Buena Vista is an 8 hectare (20 acre) archaeological site located in Peru about 25 miles inland in the Chillon River Valley and an hour's drive north of Lima, the capital. It is in the Santa Rosa de Quives District, Canta Province, in the foothills of the Andes. The site was first excavated by Frederic Engel (1987). He obtained radiocarbon dates of artifacts that pertained to the Early Preceramic Period (9700 ± 200 uncalibrated radiocarbon years before present), and to the Early Intermediate Period (1960 ± 80 uncalibrated radiocarbon years before present).

==Temple of the Fox==
In June 2004, archaeologist Robert Benfer and his team discovered Buena Vista's most significant feature—the Temple of the Fox. It is named for the mural flanking the temple entrance, which depicts a fox curled up inside a llama.
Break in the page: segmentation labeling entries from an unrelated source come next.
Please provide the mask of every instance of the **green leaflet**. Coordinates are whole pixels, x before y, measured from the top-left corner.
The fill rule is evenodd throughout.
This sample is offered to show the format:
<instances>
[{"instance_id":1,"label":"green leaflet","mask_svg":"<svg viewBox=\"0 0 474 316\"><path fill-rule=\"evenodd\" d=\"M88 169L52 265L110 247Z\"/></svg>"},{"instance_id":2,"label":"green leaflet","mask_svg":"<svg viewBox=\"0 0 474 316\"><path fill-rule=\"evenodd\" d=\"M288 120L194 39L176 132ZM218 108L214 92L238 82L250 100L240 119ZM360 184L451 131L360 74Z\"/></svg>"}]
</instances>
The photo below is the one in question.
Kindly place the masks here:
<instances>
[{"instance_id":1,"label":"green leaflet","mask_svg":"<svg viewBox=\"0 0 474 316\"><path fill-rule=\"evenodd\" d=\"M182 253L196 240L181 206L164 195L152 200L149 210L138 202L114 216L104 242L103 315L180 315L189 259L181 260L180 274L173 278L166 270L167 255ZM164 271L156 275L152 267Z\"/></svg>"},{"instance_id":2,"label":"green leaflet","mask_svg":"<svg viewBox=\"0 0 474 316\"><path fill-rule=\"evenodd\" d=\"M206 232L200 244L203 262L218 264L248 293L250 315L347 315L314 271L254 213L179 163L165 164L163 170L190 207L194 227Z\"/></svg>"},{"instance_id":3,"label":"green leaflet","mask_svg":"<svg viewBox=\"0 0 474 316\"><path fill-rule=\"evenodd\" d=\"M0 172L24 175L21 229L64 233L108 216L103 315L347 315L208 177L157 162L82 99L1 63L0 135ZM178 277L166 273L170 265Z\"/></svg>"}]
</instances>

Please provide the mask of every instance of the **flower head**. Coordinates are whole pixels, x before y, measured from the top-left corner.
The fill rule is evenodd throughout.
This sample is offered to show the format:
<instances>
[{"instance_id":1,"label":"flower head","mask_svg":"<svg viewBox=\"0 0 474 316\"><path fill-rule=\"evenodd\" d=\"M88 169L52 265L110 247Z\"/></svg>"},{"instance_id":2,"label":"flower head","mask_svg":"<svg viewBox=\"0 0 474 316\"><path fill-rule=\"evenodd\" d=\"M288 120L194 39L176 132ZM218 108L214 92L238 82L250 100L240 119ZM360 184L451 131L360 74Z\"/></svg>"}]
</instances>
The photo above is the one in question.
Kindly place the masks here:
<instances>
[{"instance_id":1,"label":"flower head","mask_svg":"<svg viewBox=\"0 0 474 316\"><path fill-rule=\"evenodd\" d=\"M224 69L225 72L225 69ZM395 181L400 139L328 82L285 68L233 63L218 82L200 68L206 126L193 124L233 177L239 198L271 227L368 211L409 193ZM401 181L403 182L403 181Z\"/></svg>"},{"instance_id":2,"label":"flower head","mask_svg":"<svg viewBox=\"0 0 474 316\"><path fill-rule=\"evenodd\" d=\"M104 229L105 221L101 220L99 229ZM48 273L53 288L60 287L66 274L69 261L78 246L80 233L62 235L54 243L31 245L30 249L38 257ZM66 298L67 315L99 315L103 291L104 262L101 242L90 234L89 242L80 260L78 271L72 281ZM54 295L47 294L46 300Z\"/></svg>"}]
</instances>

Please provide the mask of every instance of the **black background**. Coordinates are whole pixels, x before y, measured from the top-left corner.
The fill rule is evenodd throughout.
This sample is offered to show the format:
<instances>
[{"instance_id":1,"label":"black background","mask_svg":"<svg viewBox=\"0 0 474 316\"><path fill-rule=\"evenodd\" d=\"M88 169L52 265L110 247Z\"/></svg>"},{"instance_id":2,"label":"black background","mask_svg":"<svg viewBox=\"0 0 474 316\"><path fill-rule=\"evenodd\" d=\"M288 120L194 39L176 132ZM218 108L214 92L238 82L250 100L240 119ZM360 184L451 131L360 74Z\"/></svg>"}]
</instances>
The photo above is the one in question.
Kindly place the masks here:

The Temple of the Fox dates back approximately 4200 years to a civilization that occupied the area a few millennia before the Inca. These ancient peoples had no writing system, and their name was not preserved; they are considered a late pre-ceramic culture and are believed to have followed the Kotosh religious tradition. Many archaeologists refer to them as the Andeans.

The temple complex measures 33 feet tall and 55 feet long. It is most notable for the astronomical observatory at its top, which is the oldest of its kind in the Americas; it predates records of similar artistic and scientific achievements of the region by 800 years. Large rocks placed on a ridge to the east of the observatory entrance served as a calendar. The most prominent rock marked the summer solstice—on that day each year, from the perspective of the temple, the sun would rise directly over the rock. In the hours just before dawn on the summer solstice, a constellation known as the fox rose between two other large rocks on the same ridge.

The temple's reverence to the fox, apparent in both the entrance mural and its astrological orientation, may provide clues to the purpose of the temple. Among many indigenous peoples of South America, the fox is a symbol of water and cultivation. Benfer hypothesizes that the ancient inhabitants of Buena Vista used the Temple of the Fox to appeal to their gods for good harvests on the summer solstice, which would have been planting time for the civilization. Researchers' discovery of the remains of plants and vegetables inside the temple's offering chamber has supported this theory.

The observatory is further distinguished by its sophisticated carvings, and a three-dimensional life-size sculpture of a musician, unique for a period known in that region for two-dimensional reliefs.

==Other ruins==
The Buena Vista site as a whole includes ruins ranging in age from 10,000 years to fewer than 3,000 years ago. Besides the temple, the site encompasses a ceremonial center, stepped pyramids, and residences for the elites and for commoners. These buildings are from varying time periods, many of which were built later than the heyday of the temple. Most of these structures have been looted. The Temple of the Fox narrowly escaped looting as it was buried beneath several layers of earth.